When you bring this home, it means Purim isn't "the kids' holiday" or "the adults' holiday." It is a family holiday where the status of the individual dissolves into the collective act of listening. Why does Rambam say even the priests must stop their service? Because there is no "Temple service" that matters more than the transmission of our story to one another. In your home, this translates to setting aside the "professional" or "adult" versions of our lives. When the Megillah is read, the boss, the teacher, and the child are all in the same boat, hearing the same story, needing the same redemption. It’s an exercise in humility: we aren’t just reading about a miracle that happened to ancestors; we are performing a ritual that keeps us connected to the source of our own resilience.

Insight 2: Why We Don't Stop for Anything

The exclusion of the meit mitzvah—the only thing that takes priority over the Megillah—is a masterclass in Jewish values. We are commanded to prioritize the most vulnerable, the one who has no one else. But once that immediate act of loving-kindness is done, we go straight back to the reading.

This tells us something profound about "home Torah." It’s easy to get distracted by the noise of the day—the emails, the laundry, the petty conflicts. Maimonides is teaching us to build "islands of priority." When we sit down to engage with our tradition, we shouldn't treat it like a background podcast. We treat it like the Megillah: it is the thing that everything else is paused for. If you can create a space in your week where you treat a moment of Jewish connection with the same reverence that a priest treated the Temple altar, you have successfully brought the Mishneh Torah into your living room. It’s not about being perfect; it’s about acknowledging that some stories are so important that they require us to hit "pause" on the rest of the world.

Micro-Ritual

The "Epistle Unrolling" Niggun: Rambam mentions that the custom is to spread the Megillah out like an "epistle" or a letter. This isn't just for the synagogue! At home, create a "Family Scroll."

  1. The Ritual: Before you start, take a piece of parchment or even a long strip of paper. On it, write down one thing that happened to your family this year that felt like a "hidden miracle"—a moment where things could have gone wrong but didn't.
  2. The Sing-able Line: As you unroll the paper, hum this simple, meditative niggun: “Ki-tav zot, zikaron ba-sefer” (Write this as a remembrance in the book).
  3. The Tweak: Friday night, before Kiddush, unroll your "scroll" and read your family’s miracle out loud. It connects the ancient text of Esther to the lived experience of your own home. You don't need a formal scroll; you need the intent to make your family's story part of the eternal record.

Chevruta Mini

  1. Rambam says we train children to read the Megillah. In your life, what is one "story of resilience" from your own childhood that you feel is vital to "train" or pass on to the next generation?
  2. The text says the reading of the Megillah supersedes almost everything.
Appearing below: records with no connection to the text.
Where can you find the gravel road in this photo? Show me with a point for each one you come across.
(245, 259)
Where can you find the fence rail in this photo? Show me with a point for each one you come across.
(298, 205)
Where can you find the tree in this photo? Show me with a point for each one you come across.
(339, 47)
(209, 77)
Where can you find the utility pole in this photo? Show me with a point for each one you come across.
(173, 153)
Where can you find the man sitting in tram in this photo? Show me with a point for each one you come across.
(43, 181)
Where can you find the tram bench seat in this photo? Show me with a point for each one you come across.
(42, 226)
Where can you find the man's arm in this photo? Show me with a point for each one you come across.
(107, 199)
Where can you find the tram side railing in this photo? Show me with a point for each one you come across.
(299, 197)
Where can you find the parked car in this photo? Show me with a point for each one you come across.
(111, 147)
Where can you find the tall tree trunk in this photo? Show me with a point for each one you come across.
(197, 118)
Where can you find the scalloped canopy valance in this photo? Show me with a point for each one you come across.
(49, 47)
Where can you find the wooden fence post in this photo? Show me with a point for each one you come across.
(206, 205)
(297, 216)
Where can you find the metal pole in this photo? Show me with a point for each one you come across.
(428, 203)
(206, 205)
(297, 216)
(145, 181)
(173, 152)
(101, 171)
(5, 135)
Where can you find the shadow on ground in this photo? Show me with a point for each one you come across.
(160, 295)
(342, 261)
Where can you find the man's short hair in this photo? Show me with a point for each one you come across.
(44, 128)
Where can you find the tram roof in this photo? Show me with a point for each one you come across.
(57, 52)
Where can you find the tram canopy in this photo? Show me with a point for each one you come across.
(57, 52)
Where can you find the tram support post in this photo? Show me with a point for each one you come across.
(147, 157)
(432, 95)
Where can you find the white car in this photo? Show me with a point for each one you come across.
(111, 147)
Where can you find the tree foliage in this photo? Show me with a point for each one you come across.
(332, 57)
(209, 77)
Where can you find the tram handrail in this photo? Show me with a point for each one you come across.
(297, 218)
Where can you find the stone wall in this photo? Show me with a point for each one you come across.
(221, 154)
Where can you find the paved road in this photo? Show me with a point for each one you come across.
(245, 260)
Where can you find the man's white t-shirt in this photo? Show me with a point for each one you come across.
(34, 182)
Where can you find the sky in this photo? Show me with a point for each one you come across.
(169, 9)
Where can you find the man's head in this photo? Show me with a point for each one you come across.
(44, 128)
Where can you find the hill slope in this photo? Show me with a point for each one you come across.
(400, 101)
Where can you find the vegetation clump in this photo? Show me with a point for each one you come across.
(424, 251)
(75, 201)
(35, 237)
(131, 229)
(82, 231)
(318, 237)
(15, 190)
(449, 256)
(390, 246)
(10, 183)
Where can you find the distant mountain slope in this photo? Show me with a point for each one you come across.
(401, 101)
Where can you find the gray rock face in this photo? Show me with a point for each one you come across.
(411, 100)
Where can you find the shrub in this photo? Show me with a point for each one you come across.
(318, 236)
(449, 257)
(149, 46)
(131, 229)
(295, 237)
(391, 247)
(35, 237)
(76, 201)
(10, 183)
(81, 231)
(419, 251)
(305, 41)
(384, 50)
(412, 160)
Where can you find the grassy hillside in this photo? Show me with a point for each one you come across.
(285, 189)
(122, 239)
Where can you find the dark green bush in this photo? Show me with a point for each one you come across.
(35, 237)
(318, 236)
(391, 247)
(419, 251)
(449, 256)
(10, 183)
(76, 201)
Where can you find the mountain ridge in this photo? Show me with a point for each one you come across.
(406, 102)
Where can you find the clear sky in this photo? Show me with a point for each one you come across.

What are the "temple services" in your busy life (the things you think you must do) that might actually be less important than stopping to listen to the stories that define your values?

Takeaway

The Megillah isn't a relic—it’s a mirror. When we read it, we aren't just reciting history; we are affirming that our lives, our struggles, and our quiet, daily miracles are part of the same "epistle" that started in Shushan. Bring the scroll to your table, treat the story as the priority, and remember: you are the link in the chain that keeps the remembrance from ceasing. Chag Sameach!